This is a home surrounded by a vast garden that converges at a colossal pre-war rain tree with such magnificence that its presence is ingrained within the very architecture of the house itself. Throughout this home are numerous encounters with nature whilst still being very much indoors. The architectural placement of the building allows for the viewing of the feature tree from all of the main spaces, from either of its two storeys right down to the basement.
A granite wall at the entrance made from interspersed panels creates a series of holes that subtly shield the garden from full view whilst maintaining a welcoming atmosphere. In the driveway, a cleverly placed water feature discreetly hides the sunken air-conditioning ledge just beneath it. The main living and dining areas are housed on ground level, allowing the spaces to transit seamlessly out into the garden and accompanying lap pool. By evening, dots of light on the pool’s base dance playfully in the water, mimicking a starry night scene. An elegant spiral staircase leading to the upper floor gives the living area a visual centre whilst also promoting vertical circulation.
On the second floor sits a cosy family area flanked by bedrooms on either side. The master bedroom’s spacious interiors allow it to accommodate a study office as well as a walk-in wardrobe that can be expanded by drawing back the partition separating it from the bathroom, thus creating a generously sized boudoir. The children’s rooms sit on the opposite side of the floor, each a mirror image of the other. In addition, a glass-covered balcony that spans the entire length of the floor reveals a breathtakingly panoramic view of the aforementioned rain tree.

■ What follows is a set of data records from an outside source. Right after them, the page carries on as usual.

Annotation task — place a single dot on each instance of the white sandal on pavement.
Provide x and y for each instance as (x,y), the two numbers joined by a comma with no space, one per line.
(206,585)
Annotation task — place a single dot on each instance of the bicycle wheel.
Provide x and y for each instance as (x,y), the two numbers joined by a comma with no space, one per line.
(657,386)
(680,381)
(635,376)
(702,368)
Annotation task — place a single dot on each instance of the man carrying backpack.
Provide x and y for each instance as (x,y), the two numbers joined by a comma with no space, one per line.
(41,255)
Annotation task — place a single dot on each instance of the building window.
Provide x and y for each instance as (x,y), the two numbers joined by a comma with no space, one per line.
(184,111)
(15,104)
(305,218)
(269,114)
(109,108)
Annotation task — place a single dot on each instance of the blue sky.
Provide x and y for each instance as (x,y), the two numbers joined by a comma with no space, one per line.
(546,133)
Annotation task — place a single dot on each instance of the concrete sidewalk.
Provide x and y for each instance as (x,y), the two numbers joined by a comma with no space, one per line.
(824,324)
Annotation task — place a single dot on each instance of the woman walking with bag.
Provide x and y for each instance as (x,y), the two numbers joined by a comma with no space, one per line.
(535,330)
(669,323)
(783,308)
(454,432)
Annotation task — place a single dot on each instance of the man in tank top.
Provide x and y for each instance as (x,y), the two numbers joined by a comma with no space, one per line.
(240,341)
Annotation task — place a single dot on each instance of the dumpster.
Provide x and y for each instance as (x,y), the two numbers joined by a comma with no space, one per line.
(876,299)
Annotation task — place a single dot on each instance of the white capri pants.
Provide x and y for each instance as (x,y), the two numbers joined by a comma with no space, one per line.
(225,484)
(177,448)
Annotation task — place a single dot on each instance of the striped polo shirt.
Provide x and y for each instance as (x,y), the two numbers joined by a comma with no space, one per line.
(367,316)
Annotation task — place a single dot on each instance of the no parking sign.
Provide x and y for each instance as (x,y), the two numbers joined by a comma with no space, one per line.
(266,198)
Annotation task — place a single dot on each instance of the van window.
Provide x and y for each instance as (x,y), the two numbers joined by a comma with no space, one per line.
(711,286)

Making good use of the site’s sloping typography, the basement was designed such that it opens up into a lower section of the garden, thus making it feel almost like being on ground level. This floor is dedicated to entertainment and relaxation, with a spa room, movie room, large multi-purpose hall, as well as an outdoor barbecue area. The self-contained service quarters are also kept here, with a mini kitchenette and sleeping quarters to boot. Again, outdoor elements permeate this section of the house by way of a water feature that flows continuously under the powder room and spa room, thus deriving continuity across the various spaces. Sensibly placed skylights also help to bring ample sunlight into the spaces and brighten up the basement naturally. Interestingly, these skylights also provide a spectacularly clear view of the rain tree even from here.
Lovingly designed with a modern, nature-inspired theme, this house is a thing of beauty and a timeless piece that will endure through the ages.